A typical instrument for automating PCR comprises a temperature-controlled sample block having a plurality of wells. A block may have, for example, 96 such wells in an 8.times.12 format. Each well receives a thin-walled reaction tube having a volume accommodating samples in the range of 10 to 100 .mu.l. Nucleic acids and reagents are placed within these tubes which are then placed into the wells, in the temperature-controlled sample block. The system is then cycled through a heating and cooling sequence for achieving the desired DNA amplification.
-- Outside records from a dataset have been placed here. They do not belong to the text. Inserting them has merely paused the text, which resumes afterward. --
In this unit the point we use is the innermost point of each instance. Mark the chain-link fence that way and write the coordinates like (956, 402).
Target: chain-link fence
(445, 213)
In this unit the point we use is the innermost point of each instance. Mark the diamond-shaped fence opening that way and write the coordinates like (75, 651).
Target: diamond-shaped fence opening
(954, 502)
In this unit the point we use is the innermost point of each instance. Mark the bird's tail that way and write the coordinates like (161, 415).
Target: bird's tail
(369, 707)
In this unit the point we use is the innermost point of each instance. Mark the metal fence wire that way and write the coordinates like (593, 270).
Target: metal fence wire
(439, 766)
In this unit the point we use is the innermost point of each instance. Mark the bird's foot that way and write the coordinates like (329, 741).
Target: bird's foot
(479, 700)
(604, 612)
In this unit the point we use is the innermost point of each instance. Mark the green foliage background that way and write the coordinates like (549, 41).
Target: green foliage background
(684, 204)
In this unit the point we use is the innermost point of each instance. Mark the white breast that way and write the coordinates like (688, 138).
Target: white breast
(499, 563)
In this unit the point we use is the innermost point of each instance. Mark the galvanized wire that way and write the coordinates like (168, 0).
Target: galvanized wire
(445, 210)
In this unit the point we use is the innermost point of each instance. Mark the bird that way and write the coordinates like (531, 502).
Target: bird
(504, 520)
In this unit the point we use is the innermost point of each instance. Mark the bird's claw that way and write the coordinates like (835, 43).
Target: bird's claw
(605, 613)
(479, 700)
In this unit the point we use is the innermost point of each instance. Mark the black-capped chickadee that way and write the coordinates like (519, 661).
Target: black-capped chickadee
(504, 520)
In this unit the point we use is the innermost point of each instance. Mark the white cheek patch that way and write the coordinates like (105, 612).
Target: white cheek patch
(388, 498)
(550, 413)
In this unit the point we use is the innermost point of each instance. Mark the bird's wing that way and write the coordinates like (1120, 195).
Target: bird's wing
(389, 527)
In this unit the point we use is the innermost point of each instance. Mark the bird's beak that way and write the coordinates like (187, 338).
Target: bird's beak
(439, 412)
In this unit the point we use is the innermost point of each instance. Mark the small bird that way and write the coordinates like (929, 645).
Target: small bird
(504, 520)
It is important that thermal cyclers reach appropriate temperatures quickly and provide a uniform temperature over all the samples, to ensure accurate and uniform results. This is difficult to achieve, and manufacturers of thermal cyclers have turned to different technologies for thermal cycling, i.e., cyclically heating the samples and then cooling them down. Most, but not all, use an electrically heated element to deliver heat to a metal plate that surrounds the sample tubes. The heating cycle of such an element is relatively long, and its temperature can sometimes exceed a predetermined upper limit.
For cooling, several approaches are used. Some models do not offer active control when it comes to cooling, they simply let excess heat escape into the ambient air. These are the least expensive instruments to manufacture, but they can have uniformity problems. Another method of cooling is that used by Perkin-Elmer, one of the largest manufacturers of thermal cyclers. This approach relies on vapor compression heat pumping, which is similar to a typical refrigeration unit. Other devices cool the samples using running water which is then discarded. However, these devices consume an extensive amount of energy, and are not energy efficient.
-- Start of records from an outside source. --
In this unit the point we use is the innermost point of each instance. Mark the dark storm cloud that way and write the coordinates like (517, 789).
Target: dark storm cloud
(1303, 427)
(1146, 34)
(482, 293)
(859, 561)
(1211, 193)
Another technology used in thermal cyclers is an electronic process called the Peltier effect. Depending on the direction of the electrical current in a Peltier unit, which includes two ceramic outer layers sandwiching an inner layer of semiconductor material, it can actively cool one surface while heating the other. This effect can cause a temperature differential between the surfaces. Reversing the flow of the current reverses the flow of heat, but the cooling capacity of these units is limited.
Conventional thermal cyclers suffer from drawbacks and inaccuracies, among which are the following: In most of these thermal cyclers heat transfer to the reagents contained in the tubes is slow, and the overall cycling time is relatively long, such as 2 hours for the entire amplification run. Furthermore, the biological reagents are subjected to substantial periods of time at intermediate non-ideal temperatures, allowing undesirable reactions to occur. Under these conditions, and depending on the primers used, there can be nonspecific priming, resulting in the amplification of undesired DNA. Research studies have shown that this undesired "background" can be decreased by increasing the rapidity and accuracy of the thermal cycling.
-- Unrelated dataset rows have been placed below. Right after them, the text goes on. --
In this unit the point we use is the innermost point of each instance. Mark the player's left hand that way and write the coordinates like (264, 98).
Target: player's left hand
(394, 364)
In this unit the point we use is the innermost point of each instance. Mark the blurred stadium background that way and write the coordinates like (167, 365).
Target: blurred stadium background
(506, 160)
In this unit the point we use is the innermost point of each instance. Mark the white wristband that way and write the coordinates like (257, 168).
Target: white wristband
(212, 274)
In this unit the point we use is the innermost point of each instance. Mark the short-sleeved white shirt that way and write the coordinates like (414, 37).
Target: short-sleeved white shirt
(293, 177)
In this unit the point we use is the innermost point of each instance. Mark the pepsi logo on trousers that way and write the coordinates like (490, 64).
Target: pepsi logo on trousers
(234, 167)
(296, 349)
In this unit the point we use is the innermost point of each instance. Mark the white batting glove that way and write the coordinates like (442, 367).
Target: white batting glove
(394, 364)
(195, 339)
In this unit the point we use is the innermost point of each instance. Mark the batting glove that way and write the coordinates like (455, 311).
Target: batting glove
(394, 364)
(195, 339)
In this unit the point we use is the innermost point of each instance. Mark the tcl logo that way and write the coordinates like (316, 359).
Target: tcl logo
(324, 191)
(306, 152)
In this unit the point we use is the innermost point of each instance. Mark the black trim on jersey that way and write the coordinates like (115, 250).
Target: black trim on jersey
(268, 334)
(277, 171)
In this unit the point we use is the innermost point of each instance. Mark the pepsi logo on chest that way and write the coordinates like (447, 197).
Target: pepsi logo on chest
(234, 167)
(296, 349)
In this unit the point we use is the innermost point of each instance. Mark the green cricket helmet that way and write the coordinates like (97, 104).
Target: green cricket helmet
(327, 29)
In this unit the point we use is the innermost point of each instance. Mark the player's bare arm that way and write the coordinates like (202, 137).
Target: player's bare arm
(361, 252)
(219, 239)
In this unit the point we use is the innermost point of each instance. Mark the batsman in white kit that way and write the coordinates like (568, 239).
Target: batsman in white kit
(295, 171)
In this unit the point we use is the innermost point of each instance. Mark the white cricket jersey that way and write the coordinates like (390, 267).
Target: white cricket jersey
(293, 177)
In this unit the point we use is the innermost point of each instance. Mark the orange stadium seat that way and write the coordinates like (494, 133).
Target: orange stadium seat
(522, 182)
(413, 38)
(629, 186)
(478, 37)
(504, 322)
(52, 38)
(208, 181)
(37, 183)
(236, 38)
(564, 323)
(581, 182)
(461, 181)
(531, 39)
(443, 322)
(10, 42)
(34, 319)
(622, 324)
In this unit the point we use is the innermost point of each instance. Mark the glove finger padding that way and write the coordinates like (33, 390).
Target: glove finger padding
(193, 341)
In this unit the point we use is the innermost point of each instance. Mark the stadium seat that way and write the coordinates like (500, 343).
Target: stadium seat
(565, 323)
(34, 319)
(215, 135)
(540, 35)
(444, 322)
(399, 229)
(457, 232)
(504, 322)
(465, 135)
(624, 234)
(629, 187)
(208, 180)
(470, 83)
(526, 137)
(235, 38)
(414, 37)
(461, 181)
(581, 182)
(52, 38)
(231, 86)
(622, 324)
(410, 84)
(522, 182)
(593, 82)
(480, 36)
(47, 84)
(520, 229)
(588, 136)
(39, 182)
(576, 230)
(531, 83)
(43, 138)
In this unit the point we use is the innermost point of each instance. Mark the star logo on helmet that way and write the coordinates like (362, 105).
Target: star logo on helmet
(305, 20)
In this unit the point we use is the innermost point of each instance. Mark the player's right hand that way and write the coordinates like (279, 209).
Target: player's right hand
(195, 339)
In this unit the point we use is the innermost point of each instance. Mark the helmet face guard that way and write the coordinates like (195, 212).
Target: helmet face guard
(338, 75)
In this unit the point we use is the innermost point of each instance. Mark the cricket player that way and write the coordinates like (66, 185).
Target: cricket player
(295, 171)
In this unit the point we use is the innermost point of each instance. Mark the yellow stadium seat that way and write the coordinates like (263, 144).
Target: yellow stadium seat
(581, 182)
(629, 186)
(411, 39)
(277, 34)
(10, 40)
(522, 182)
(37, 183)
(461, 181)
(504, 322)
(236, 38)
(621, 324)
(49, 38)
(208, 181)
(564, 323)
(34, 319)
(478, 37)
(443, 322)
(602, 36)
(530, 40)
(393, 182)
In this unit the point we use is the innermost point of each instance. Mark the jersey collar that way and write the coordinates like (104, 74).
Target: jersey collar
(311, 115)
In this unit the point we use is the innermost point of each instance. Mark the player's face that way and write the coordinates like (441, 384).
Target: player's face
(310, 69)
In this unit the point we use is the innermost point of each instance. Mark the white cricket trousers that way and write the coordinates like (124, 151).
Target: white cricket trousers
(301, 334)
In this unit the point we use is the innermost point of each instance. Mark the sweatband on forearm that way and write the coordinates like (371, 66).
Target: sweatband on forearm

Therefore, it would be desirable to have a new thermal cycling system for effective use in various applications and temperature controlled processes, including but not limited to polymerase chain reactions. This new thermal cycling system should contain samples in the form of small volumes of liquid, typically between 10 and 50 .mu.l. It should automatically and simultaneously process a large number of samples.
The new thermal cycling system should maintain precise control of the temperature cycle. In particular the reagent temperatures must not exceed the highest reaction temperature (i.e., 96.degree. C.), otherwise, the PCR enzyme is rapidly destroyed. The new cycling system should allow a rapid and almost instantaneous change of temperatures between the three steps of each single PCR cycle: denaturing (about 94.degree. C.), annealing (about 55.degree. C.), and extending ( about 72.degree. C.), in order to minimize non-specific binding, i.e., incomplete identification, which may occur at intermediate temperatures.